Later this month, I will represent us at the inaugural session of a new phase in American Baptist life. The biennial meeting will no longer be a business meeting for the denomination. It is now called a Mission Summit and is designed to inspire
and build up the missional life of the ABC‐USA. This is an interesting experiment in a way to do church at a denominational level that will enable all American Baptists to work together in the service of God. I am very pleased
that Don Ng, the distinguished pastor of First Chinese Baptist Church in San Francisco, is the nominee for President of the ABC‐USA and is taking a key leadership role in this effort at denominational transformation. Don is an old friend whose vision and judgment I trust deeply.

It is interesting that this Mission Summit (and the next, in 2015) will be held in Overland Park, Kansas, a place where I lived from 1950 to 1953. Some of my earliest memories are of those days when my father was the founding pastor of Prairie Baptist Church in Prairie Village, Kansas. So, this represents a kind of homecoming for me. I hope to attend that church on Sunday morning of the Biennial. In addition, I will attend the pre‐biennial theology conference at Central Baptist Seminary (the school from which my father earned 3 degrees,) led by our friend, Jennifer Davidson, from ABSW. Then I will stay for the board meetings of the Association of Welcoming Baptists. It will be a full and, I trust, rich week. Wally Bryen will preach on June 23 in my absence.

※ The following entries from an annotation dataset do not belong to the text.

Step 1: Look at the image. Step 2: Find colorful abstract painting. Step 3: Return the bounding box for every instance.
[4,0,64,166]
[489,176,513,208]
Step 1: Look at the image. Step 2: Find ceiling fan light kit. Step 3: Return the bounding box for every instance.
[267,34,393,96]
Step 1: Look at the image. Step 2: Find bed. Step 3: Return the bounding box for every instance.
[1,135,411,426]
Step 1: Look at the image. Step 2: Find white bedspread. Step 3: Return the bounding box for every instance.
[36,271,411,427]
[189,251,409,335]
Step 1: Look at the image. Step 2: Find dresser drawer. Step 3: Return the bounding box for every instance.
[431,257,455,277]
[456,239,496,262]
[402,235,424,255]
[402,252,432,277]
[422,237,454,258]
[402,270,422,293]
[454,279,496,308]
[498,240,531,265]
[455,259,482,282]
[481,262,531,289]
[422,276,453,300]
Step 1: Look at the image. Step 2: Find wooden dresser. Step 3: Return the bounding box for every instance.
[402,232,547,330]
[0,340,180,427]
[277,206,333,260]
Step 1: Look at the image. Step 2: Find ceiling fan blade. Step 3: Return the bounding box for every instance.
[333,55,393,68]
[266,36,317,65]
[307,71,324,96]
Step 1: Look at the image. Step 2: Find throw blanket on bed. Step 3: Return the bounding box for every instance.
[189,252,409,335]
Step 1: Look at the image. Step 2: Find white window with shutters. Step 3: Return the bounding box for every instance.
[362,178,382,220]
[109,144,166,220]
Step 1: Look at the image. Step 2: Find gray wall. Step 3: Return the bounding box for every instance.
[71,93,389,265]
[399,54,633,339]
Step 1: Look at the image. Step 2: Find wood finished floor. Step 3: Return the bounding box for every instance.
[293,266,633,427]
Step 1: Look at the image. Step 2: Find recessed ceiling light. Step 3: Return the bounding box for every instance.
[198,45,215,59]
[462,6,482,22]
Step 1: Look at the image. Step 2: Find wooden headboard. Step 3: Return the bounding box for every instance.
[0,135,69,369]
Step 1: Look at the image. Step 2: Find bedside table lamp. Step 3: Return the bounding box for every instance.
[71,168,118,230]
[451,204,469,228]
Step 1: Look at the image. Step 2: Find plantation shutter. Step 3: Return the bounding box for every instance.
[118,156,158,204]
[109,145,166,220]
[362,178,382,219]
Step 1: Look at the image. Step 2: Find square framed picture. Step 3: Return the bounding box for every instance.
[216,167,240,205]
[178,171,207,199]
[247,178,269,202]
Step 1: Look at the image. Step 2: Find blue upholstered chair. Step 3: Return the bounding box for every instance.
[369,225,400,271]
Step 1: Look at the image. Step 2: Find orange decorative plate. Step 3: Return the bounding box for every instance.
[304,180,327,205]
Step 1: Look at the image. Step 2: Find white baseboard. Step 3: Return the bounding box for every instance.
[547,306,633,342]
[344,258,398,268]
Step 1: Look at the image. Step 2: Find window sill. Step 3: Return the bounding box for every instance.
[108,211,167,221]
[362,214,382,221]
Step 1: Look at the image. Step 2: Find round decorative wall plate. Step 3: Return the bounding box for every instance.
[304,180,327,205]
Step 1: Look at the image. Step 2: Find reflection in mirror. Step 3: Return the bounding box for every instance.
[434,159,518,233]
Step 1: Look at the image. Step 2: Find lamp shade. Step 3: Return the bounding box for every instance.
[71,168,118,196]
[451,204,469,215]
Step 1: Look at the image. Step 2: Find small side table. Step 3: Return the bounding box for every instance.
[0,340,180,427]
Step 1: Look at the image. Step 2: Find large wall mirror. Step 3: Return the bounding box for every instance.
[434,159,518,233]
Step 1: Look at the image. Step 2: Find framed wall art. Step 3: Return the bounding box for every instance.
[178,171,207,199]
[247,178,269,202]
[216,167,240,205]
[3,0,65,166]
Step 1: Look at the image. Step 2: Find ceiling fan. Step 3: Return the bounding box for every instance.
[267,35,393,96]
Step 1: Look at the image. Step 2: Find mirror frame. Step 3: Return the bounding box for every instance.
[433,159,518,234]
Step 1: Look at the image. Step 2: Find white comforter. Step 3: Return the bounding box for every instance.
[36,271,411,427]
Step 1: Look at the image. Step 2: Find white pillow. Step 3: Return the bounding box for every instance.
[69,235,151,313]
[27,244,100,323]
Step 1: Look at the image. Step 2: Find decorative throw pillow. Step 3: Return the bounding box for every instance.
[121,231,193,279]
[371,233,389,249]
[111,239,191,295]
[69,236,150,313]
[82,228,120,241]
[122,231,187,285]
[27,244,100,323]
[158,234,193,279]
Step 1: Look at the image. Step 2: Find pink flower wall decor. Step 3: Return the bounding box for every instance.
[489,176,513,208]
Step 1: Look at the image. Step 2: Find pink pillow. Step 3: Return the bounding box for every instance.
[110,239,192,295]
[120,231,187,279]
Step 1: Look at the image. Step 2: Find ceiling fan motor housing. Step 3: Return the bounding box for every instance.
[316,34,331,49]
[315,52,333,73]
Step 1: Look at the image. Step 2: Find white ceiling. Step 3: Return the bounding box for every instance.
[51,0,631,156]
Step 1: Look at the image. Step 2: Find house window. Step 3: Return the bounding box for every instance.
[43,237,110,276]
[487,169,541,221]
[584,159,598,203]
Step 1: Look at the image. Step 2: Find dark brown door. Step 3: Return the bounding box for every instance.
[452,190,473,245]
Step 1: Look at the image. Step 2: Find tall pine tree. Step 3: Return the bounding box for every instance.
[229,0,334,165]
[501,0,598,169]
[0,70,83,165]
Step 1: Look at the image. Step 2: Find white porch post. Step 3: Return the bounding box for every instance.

What else can we say about June? There will be an intergenerational cookout and time for volleyball and visiting on Friday, June 14, in honor of Father’s Day. The church choir will end its season on June 16. Adult Spiritual Formation for
June will include our Sunday with Cathleen Falsani; a follow‐up on our Sunday with her and our study of her book on June 9; some reflection on The Awakened Heart: Opening Yourself to the Love You Need by Gerald May, one of the books from my spiritual direction program; and a last go for the season at “The Newspaper in One Hand…an occasional discussion of what’s happening in the world in light of the gospel.”

And there will be singing. Jan reminds us that The Bay Choral Guild, the group with which she sings will be performing in our sanctuary on Sunday, June 9 at 4:30 PM. The concert is entitled “Our American Heritageʺ and will feature music
from colonial days to the present. You won’t want to miss the wonderful opportunity right here in our building. And if you’re feeling a little more adventuresome, The Choral Project, the group in which Dan Cudworth, Ruth Winter (who is helping us out in the church choir through June) and I all sing will be presenting concerts in Santa Clara and Santa Cruz on June 8 and 9. Our concerts, entitled “Earthsongs” will cover a cross section of music from the classical to world music to pop music. It will be a fun event as well. More detailed information is available for both groups is available elsewhere in the  June Spire.

Which brings us back to grace. For me there is no more open door to grace than in the experience of music – heard and performed. I thank God for all the amazing music that has graced my life and, I hope, yours as well. May our lives flow on in endless song and may the God of grace author the music of all our days.